Posted Feb 14, 2021 16:05 UTC (Sun) by nix (subscriber, #2304) [Link]

> Yes, but that still doesn't magically collapse all the typedefs. With just socket.h that produces 500 lines of C, that a C compiler and scripts shared by *all* ports would much better grok than doing seds by hand.

Aha, thank you for giving me another use case for CTF! The upcoming CTF format v4 work will include an objdump option that emits a collection of C header files given a .ctf section. They won't be the same as the inputs, of course (no comments, for starters, and with the default linker options you'll get one big header for non-ambiguous types and then small headers #including the big one for all the ambiguously-defined ones), but it'll be better than nothing -- but until now I didn't have an answer for why this would ever be better than using the original .h files. Now I have one: transformations on the headers to help people doing work like this. (A transformation that collapses away all typedefs, leaving everything textually defined in terms of the base types, and leaving the typedefs around but with no actual users, should be trivial to implement. It's probably a bad idea to *use* those headers, but for human analysis for FFIs it's probably likely to be useful.)

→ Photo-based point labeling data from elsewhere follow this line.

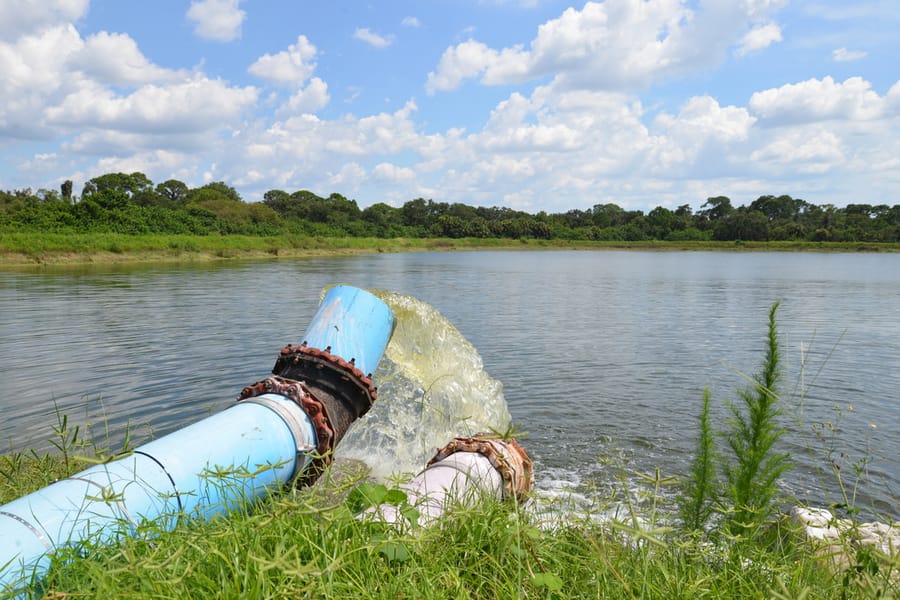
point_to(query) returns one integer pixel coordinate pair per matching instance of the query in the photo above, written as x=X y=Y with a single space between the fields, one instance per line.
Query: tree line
x=133 y=204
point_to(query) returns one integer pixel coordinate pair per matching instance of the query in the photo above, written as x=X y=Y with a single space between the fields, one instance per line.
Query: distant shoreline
x=36 y=249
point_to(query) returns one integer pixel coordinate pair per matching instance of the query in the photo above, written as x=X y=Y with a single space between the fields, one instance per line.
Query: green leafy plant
x=756 y=465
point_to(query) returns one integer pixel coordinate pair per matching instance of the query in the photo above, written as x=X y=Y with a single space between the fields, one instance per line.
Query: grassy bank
x=308 y=544
x=24 y=249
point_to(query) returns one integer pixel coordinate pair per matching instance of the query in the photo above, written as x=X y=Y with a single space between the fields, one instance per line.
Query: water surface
x=603 y=356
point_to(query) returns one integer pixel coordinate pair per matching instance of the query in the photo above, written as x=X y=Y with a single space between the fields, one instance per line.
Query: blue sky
x=536 y=105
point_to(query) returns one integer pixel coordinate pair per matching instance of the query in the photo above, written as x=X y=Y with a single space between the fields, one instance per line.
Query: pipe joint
x=344 y=390
x=505 y=455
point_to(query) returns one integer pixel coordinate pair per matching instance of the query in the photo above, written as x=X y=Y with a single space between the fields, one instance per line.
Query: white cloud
x=307 y=100
x=33 y=69
x=761 y=36
x=807 y=150
x=458 y=63
x=844 y=55
x=196 y=105
x=24 y=17
x=218 y=20
x=391 y=173
x=292 y=66
x=818 y=100
x=613 y=45
x=114 y=59
x=373 y=39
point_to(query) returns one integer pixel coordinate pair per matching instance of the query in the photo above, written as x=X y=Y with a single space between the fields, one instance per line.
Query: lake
x=603 y=356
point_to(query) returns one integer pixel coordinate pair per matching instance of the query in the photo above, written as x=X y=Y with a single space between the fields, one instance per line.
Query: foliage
x=754 y=465
x=132 y=204
x=700 y=490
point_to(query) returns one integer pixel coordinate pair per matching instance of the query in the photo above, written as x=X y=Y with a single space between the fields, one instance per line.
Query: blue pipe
x=204 y=469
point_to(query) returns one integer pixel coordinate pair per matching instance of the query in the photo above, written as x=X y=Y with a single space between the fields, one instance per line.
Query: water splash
x=432 y=387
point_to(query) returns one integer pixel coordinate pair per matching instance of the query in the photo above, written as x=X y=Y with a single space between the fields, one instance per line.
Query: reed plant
x=312 y=543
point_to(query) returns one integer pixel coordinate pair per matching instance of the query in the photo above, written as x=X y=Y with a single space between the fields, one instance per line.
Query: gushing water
x=432 y=387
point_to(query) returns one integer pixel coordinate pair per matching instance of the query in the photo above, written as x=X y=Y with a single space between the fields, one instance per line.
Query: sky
x=534 y=105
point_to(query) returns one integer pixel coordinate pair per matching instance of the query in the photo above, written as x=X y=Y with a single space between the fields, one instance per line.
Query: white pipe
x=466 y=471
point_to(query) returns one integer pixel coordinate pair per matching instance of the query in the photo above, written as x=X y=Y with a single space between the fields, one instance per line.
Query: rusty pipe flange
x=315 y=410
x=345 y=391
x=507 y=456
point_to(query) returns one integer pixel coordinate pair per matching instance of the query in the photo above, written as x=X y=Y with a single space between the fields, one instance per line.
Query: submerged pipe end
x=506 y=455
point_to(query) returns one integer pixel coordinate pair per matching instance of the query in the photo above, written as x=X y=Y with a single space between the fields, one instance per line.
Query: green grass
x=63 y=248
x=309 y=544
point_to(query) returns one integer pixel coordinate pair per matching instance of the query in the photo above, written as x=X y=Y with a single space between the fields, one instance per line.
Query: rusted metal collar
x=345 y=391
x=330 y=390
x=507 y=456
x=315 y=410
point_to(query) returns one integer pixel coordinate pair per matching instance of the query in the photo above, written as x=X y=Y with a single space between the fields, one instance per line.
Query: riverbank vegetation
x=729 y=543
x=170 y=218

"fringe platforms which can't even run a Rust compiler"

Posted Feb 15, 2021 0:28 UTC (Mon) by Cyberax (✭ supporter ✭, #52523) [Link]

> Ok, but that's only a very tiny part of the Posix interface.
You actually don't need much to bootstrap Rust. The now-removed CloudABI was about 500 lines of code for the libc, which is probably about the minimal amount.

> Let me rephrase: why Rust in particular? And not the myriad of other languages that have been invented by mankind?
For stuff like libc you need a language that has no runtime (no GC, no threads created behind your back, etc.), natively compiled, memory-safe and preferably with additional type-safety-enforced guarantees.

Not many languages fit this bill. Out of modern-ish ones only Rust and Swift fit the bill.